Tasfiya Kashem
  • Summer Undergraduate Research Fellow

Tasfiya Kashem

  • Summer Undergraduate Research Fellow
ABF Researcher

Tasfiya Kashem is a rising junior in the Honors Program at John Jay College of Criminal Justice. Born and raised in Brooklyn, New York, she is a first-generation Muslim American and a child of Bangladeshi immigrants. Although Tasfiya began her academic journey as a Law & Society major, she is currently pursuing an individualized course of study through CUNY Baccalaureate for Unique and Interdisciplinary Studies (CUNY BA), which has given her the opportunity to create a double concentration in Critical Socio-Legal Studies and Carcerality and Abolitionist Theory.

As a student of abolition, Tasfiya is committed to an abolitionist praxis that she strives to embody in every aspect of her life, including her academic and professional pursuits. Her areas of academic interest include the study of legal consciousness and mobilization, carceral logics, surveillance, policing and prison industrial complex abolition, resistance, and social movements, critical race theory, etc.
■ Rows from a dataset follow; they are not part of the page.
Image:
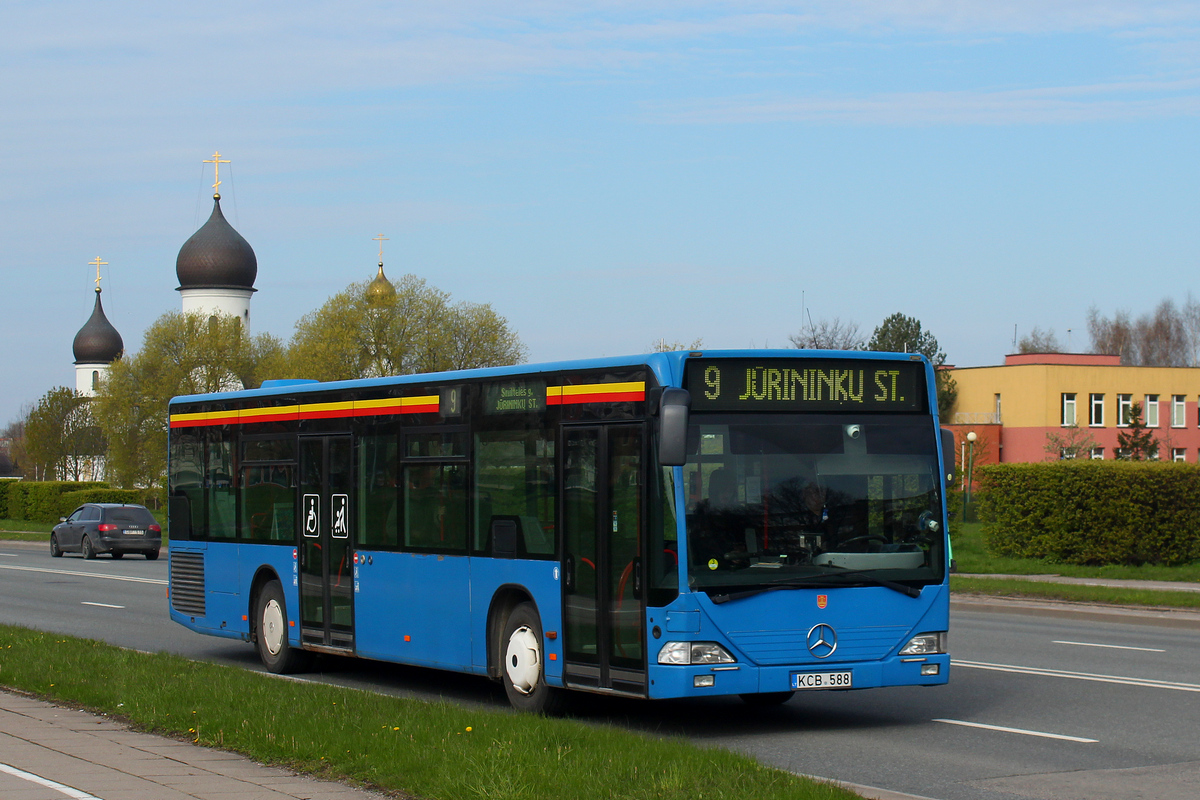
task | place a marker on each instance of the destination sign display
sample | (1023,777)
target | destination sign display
(515,397)
(805,385)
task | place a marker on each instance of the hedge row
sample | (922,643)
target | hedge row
(1092,511)
(48,500)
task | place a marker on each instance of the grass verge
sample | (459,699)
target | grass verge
(24,530)
(973,558)
(1073,593)
(405,746)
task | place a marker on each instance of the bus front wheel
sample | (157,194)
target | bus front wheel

At John Jay, she currently works as an undergraduate research assistant on the Legal Disruption Project, a student-led participatory action research project which investigates the various ways in which the law disrupts people’s lives within their neighborhoods. She has also completed several internships with the New York City Council, the Abolitionist Youth Organizing Institute, the NYC Alliance Against Sexual Assault, and a local political campaign. After graduation, she plans on pursuing her J.D. at a law school with a strong public interest program and is especially  interested in the practice of movement lawyering. Tasfiya will work under the mentorship of Christopher Schmidt on his project, Our Court.